Indeed, Cisco CEO John Chambers admitted his firm wants to be the next big thing for corporate communication by combining “voice and data communications on networks over a common Internet Protocol architecture.”
So just how worried should various tablet makers be at Cisco’s surprise entrance into the market? Should Apple be quaking in its designer boots? “It depends on how Cisco names and positions it,” analyst Rob Enderle told RCR Unplugged. “Recall Cisco co-owns the iPhone name (they had it first) and if Cisco wanted to it could do some interesting things with how it advertises this,” he said.
Having said that, Enderle pointed out that Apple hadn’t really shown much interest in the enterprise market Cisco was targeting, and that Microsoft had much more to worry about.
“Business is Microsoft’s core target market and Cisco gives the Android platform the legitimacy Google needs to move into this segment,” he explained giving the example of how a vastly younger Microsoft used IBM to move into this market years before. “Google could do the same with Cisco and that could be very frightening to Microsoft,” he posited.
As for Dell, whose Streak also runs Android and has a seven inch version set to launch soon, Enderle again doesn’t see the firm threatened by Cisco. “Dell is business as well but has shifted much of its efforts to the mid-market where Cisco doesn’t play well,” he told us adding that Cisco’s embracing of Android could even give the Streak a boost by validating Android as a platform in business which could actually help more than hurt Dell’s own Android efforts.
RIM, by all accounts is the firm with the most to lose by Cisco’s announcement. “RIM hasn’t entered the tablet space yet but will shortly and this should dramatically reduce RIM’s available market for Tablets if it is successful,” Enderle suggested.
While this might be true, if RIM can still manage to cajole companies into integrating its upcoming tablet into their already existing IT infrastructure for less money, its tablet still has a chance. After all, what serious business person doesn’t have a Blackberry these days?
Jack Gold of Gold Associates says he believes Cisco’s Cius will be “less disruptive to the market than one might think.”
“Cisco clearly has been moving more into the consumer side of things over the past couple of years and although this is a full blown Android tablet with an Atom chip, its relatively small screen size, and its relatively high price will likely keep it more confined to enterprise use for specific tasks, especially when linked in with Cisco’s capability in Unified Communications and Telepresence,” he told us.
Gold does not see the tablet as a direct competitor to the iPad or any other tablet to date, but rather as an “extension to Cisco’s ambitions to become the central point for communications in the enterprise, and eventually in the consumer space as well.

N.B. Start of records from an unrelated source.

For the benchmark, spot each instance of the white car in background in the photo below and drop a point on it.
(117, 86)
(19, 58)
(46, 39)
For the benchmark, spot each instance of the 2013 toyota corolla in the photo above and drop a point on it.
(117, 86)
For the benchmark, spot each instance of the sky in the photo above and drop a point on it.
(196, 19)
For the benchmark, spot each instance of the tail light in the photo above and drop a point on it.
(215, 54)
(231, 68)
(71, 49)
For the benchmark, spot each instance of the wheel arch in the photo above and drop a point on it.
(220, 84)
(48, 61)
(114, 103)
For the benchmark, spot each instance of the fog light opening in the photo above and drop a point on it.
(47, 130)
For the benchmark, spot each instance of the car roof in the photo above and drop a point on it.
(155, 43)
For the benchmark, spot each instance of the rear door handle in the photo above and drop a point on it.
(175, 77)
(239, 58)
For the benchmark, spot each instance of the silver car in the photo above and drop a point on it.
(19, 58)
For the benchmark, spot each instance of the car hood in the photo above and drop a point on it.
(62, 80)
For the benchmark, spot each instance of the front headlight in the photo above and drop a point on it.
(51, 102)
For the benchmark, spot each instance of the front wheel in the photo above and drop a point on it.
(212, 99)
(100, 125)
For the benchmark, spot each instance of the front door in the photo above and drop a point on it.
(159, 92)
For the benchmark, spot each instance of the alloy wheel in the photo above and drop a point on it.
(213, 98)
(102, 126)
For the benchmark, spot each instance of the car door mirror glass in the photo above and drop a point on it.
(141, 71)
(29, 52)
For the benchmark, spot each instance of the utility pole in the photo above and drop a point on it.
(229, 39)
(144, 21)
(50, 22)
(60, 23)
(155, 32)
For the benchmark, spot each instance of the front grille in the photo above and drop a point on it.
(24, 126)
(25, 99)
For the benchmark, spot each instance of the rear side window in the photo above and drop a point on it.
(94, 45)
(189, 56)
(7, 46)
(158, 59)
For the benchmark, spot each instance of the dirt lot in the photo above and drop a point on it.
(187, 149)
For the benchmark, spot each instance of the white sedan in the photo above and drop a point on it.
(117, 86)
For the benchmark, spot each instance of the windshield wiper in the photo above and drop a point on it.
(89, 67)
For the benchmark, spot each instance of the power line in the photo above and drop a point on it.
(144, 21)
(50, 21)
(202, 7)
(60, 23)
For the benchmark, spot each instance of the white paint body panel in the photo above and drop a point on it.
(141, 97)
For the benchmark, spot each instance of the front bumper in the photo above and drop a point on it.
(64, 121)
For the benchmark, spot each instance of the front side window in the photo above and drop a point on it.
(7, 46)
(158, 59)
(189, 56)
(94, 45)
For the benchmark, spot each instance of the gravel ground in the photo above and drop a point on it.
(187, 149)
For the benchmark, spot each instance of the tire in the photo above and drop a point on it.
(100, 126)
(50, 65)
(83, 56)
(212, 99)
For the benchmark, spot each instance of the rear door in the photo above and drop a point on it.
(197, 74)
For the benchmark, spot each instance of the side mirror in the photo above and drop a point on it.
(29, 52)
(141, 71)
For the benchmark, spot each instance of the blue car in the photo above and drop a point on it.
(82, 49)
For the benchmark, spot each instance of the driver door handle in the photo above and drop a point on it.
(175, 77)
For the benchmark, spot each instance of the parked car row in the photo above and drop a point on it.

“It could also be a good device for Cisco’s energy management initiatives and It could couple very nicely for consumption of data from its Flip devices,” he added.
As for the implications of a Cisco/Google team up, Enderle says the partnership will “help Google create an enterprise brand and become a trusted vendor for large business years before the firm would have been able to accomplish this alone.”
It also has implications for cloud computing, because if it works well this will be a huge boost for Cloud computing and potentially business VOIP phones. “Done right this could begin the rapid ramp to a desktop cloud model years before it otherwise would have happened,” Enderle continued.
Of course, that doesn’t mean Enterprise is quite ready for a killer tablet just yet. Perhaps, muses Enderle, when the segment is ready, others will have already entered the space and “figured out how to steal back this emerging market.” Still, it will likely be one of the more important technologies driving a change to appliance computing in the enterprise, he said.
Where can Cisco go from here? “I’m expecting Cisco’s spin on a business iPhone next,” says Enderle, only half-joking, “The firm is in the phone business after-all now.”